Por que o ovo que te faz bem hoje te mata amanhã

Desculpe-me pelo trocadilho, caro leitor, mas muitos estudos no campo da nutrição são indigeríveis. Há os que sugerem que consumir um ovo por dia encurtaria nossa expectativa de vida em seis anos, e, por outro lado, os que apontam que ingerir 12 avelãs diariamente nos faria 12 anos mais longevos (um ano para cada frutinha!). Seriam esses resultados minimante plausíveis?

Tendo essa pergunta retórica como pano de fundo, John Ioannidis, proeminente cientista da Universidade Stanford, tem duramente criticado não somente os achados inverossímeis de famosos estudos nutricionais populacionais, mas especialmente suas falhas metodológicas.
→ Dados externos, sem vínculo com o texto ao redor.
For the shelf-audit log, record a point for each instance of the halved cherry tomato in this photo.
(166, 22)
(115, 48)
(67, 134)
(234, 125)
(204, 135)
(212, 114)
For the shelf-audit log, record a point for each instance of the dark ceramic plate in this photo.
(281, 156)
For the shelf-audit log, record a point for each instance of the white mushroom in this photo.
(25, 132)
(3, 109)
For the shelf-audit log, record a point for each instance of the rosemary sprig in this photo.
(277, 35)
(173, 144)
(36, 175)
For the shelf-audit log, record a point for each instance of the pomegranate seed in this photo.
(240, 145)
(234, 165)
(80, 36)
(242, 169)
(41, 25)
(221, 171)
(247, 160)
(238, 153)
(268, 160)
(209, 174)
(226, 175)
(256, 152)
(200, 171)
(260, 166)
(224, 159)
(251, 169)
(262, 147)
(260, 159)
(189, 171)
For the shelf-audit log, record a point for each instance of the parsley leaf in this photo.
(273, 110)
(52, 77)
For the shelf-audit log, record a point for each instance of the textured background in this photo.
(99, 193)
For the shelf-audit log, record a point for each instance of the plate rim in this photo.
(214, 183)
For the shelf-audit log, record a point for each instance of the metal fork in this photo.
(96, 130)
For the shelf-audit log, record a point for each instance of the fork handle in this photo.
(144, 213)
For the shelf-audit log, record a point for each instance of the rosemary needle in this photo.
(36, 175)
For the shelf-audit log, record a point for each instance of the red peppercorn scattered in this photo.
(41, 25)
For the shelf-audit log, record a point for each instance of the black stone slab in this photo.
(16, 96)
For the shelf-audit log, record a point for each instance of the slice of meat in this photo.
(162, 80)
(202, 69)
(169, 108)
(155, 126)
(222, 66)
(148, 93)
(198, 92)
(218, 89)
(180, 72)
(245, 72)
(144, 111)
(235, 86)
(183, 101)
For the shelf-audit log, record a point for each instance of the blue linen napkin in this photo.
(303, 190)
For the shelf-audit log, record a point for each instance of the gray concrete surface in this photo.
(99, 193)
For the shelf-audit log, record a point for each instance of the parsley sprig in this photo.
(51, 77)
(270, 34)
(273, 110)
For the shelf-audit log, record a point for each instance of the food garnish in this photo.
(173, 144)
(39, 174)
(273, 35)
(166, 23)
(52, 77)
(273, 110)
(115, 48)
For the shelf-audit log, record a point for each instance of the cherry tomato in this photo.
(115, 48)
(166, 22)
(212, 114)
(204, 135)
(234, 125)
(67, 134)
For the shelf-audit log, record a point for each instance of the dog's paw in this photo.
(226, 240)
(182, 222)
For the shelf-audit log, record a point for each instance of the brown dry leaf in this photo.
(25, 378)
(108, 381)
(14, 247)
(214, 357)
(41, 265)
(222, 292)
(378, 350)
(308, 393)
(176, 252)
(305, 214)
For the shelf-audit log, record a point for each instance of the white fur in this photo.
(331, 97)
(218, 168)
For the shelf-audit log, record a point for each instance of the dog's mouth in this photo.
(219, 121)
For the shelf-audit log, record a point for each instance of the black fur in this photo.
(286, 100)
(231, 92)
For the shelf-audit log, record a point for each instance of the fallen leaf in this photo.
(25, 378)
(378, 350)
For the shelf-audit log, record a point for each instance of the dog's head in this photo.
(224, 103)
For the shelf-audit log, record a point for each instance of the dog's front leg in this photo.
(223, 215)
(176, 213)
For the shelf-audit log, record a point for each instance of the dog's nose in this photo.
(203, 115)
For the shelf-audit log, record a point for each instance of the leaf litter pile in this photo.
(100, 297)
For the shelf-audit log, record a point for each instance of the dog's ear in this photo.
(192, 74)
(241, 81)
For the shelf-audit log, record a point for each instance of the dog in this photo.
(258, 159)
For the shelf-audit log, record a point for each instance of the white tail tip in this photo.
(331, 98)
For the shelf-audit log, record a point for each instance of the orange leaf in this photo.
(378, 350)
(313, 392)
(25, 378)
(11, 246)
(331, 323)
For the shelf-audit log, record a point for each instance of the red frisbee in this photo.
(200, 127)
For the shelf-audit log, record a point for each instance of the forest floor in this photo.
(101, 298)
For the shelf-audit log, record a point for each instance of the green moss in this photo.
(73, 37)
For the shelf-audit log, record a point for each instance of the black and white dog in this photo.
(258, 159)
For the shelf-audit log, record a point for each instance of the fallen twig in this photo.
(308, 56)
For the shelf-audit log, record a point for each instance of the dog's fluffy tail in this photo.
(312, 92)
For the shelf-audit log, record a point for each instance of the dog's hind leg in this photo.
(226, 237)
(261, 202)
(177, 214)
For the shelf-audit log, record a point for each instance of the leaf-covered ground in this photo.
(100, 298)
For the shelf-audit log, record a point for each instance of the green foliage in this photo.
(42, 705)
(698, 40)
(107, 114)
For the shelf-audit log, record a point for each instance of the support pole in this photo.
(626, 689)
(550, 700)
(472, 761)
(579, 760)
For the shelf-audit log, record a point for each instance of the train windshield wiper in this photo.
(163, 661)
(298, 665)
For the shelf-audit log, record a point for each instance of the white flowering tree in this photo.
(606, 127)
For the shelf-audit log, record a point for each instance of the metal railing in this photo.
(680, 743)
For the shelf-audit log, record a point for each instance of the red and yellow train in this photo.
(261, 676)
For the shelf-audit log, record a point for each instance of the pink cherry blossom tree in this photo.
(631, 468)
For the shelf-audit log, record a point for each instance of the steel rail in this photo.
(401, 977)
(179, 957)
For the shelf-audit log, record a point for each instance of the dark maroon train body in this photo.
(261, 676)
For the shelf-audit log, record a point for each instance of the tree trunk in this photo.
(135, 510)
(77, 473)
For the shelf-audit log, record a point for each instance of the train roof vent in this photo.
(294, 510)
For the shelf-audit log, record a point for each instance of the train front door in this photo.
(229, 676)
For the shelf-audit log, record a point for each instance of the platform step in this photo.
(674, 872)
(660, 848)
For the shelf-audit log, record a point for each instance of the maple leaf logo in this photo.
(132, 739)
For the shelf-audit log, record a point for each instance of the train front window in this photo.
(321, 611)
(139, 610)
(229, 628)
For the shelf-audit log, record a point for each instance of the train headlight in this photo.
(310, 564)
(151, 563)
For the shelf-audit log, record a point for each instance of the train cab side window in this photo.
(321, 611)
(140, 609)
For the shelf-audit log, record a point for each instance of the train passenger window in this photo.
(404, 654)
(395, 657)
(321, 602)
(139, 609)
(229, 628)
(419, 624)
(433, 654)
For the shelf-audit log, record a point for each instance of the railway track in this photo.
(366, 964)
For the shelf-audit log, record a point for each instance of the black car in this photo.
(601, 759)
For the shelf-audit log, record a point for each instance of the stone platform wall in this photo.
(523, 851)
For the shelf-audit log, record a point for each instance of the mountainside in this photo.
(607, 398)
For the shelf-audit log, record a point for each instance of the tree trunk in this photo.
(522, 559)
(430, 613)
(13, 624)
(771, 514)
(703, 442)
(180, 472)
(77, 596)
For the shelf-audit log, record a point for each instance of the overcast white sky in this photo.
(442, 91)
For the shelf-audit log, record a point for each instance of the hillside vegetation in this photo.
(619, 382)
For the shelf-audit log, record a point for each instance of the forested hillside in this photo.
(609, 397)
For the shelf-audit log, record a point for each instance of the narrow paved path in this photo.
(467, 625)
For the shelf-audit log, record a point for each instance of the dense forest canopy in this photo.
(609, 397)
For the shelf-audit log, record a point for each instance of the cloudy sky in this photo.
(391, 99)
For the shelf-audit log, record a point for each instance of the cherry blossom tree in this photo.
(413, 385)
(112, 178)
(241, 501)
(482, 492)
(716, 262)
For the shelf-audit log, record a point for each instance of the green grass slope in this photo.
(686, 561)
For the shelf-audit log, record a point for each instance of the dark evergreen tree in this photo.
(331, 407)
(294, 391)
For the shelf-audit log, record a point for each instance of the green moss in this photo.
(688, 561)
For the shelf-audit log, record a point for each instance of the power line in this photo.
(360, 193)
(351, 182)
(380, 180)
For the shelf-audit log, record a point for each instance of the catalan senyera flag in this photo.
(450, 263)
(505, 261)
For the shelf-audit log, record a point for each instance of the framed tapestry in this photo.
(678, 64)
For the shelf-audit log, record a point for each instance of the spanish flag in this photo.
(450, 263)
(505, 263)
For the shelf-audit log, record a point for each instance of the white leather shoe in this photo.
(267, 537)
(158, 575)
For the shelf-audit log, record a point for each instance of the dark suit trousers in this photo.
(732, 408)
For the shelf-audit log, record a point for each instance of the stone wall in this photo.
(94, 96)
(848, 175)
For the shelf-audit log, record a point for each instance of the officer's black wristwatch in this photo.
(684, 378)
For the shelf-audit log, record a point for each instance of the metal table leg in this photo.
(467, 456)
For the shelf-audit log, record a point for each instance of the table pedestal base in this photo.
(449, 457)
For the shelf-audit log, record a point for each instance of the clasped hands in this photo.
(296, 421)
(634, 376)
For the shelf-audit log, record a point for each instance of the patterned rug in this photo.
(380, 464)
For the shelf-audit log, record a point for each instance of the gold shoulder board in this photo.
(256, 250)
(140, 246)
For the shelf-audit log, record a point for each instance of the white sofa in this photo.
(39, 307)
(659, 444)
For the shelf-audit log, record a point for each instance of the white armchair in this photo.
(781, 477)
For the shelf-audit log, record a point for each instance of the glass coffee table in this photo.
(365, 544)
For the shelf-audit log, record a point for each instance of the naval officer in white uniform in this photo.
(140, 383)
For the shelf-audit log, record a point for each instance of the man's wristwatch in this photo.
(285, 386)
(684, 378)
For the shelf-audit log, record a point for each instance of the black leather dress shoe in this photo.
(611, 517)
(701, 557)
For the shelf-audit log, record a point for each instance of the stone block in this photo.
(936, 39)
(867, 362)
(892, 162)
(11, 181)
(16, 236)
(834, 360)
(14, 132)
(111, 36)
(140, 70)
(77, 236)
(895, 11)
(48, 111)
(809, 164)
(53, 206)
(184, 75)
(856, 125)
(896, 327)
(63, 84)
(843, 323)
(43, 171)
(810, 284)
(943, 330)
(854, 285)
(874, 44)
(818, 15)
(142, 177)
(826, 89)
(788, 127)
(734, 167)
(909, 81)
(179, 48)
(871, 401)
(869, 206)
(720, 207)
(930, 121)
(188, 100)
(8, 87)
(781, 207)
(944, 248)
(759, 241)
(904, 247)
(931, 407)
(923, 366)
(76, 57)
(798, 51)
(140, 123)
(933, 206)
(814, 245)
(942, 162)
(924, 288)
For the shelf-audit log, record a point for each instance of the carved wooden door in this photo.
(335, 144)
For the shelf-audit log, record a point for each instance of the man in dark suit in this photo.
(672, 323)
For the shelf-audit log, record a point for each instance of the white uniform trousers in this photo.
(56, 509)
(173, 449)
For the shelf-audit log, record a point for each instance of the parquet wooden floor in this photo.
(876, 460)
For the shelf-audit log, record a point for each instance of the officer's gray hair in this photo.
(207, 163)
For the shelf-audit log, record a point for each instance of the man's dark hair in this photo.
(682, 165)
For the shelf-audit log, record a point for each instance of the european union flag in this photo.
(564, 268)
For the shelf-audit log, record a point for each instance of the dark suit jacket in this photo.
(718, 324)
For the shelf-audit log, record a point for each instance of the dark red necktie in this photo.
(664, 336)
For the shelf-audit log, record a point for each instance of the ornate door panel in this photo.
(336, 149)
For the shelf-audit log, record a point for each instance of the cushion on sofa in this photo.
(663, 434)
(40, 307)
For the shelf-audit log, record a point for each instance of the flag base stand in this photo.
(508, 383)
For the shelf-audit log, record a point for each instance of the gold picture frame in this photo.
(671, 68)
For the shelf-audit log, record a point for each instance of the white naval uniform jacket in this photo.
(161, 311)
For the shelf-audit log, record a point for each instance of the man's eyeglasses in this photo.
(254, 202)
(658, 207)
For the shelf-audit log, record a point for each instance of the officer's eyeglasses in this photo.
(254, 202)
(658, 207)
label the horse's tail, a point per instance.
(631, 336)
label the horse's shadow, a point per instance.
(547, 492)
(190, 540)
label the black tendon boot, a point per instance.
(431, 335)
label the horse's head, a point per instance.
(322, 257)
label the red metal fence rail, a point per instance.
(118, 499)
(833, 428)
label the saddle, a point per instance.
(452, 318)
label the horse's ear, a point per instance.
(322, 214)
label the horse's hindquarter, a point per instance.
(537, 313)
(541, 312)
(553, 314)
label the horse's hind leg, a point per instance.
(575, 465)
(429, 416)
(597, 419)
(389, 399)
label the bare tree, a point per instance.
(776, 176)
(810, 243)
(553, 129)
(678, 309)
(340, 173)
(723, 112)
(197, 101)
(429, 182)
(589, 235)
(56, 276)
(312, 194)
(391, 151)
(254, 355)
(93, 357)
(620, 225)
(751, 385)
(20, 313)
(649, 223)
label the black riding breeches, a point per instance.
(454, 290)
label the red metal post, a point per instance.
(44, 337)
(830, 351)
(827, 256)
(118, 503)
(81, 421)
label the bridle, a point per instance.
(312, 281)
Segundo Ioannidis, as conclusões exorbitantes geradas por esses estudos devem-se, antes de tudo, a uma falha de análise e interpretação. Em geral, estudos populacionais são de natureza associativa. E a associação entre duas variáveis não necessariamente implica causalidade entre elas. Vejamos este exemplo. No passado, o consumo de café foi correlacionado com risco aumentado de câncer. À época, muitos concluíram que a bebida causava a doença. As suspeitas somente seriam encerradas com a constatação de que o hábito de tomar um cafezinho frequentemente acompanha o do tabagismo —voilà!, este sim o fator causal por trás da espúria associação.

Os fatores de confusão (o tabagismo no exemplo anterior) —cujo nome faz jus ao efeito que exercem na interpretação de resultados— são abundantes na ciência da nutrição. Alguns estudos clássicos californianos das décadas de 1960 a 1980 atribuíram ao consumo de tomates, legumes, grãos, alimentos integrais, etc a maior longevidade de fiéis adventistas comparados a não religiosos.

Porém, as pesquisas também revelaram que os cristãos, em média, bebem e fumam menos, praticam mais atividade física e apresentam menores taxas de obesidade. Decerto, o conjunto desses fatores que compõem o estilo de vida —e não o consumo de um alimento pontual— explica muito melhor por que adventistas tendem a viver por mais tempo.

Em estudos nutricionais de observação, os tais fatores de confusão são difíceis, se não impossíveis, de serem controlados, quase sempre gerando resultados exagerados ou ambíguos, o que só faz confundir a população. A tal história do ovo que te faz bem hoje, mas te mata amanhã…

Como nos lembra Ioannidis, há mais de 250 mil alimentos que podem ser diariamente consumidos em milhões de combinações diferentes, a partir de preparações culinárias diversas, resultando em respostas biológicas praticamente imprevisíveis. Mas esse “detalhe” é frequentemente ignorado por pesquisadores que, a partir da avaliação da diversificada e complexa dieta das populações, elegem um único alimento (ex. ovo) ou, ainda pior, um de seus nutrientes (ex.: colesterol) como capaz de modular o risco de doenças ou morte.

Ioannidis é cirúrgico em revelar as chagas das quais padecem os estudos nutricionais, pondo em xeque diretrizes dietéticas mundiais, que se baseiam na literatura existente. Mas o que viria da implosão da área? Na visão do cientista, a “radical reforma da ciência da nutrição” compreenderia duas frentes: a ampla e transparente reanálise dos estudos observacionais publicados, ponderando-se a real influência dos fatores de confusão nos resultados; e a concentração de esforços e financiamentos em estudos de larga escala, com desenhos randomizados e enfoque em padrões nutricionais, em vez de num único alimento ou nutriente.

Não há dúvidas de que a proposta de reforma tem o potencial de gerar evidência mais qualificada para subsidiar a construção de melhores políticas públicas nutricionais. Contudo, é sempre bom lembrar que achados científicos não são prontamente intercambiáveis entre populações, haja vista as profundas particularidades da alimentação em cada pedaço de mundo.

O eficiente enfrentamento dos nossos atuais problemas nutricionais de saúde pública, que envolvem, entre outros, a obesidade e a insegurança alimentar, depende mormente de conhecimento produzido por estudos robustos locais. É para dar conta deste tipo de desafio social que a comunidade científica brasileira tem incansavelmente cobrado por financiamento adequado.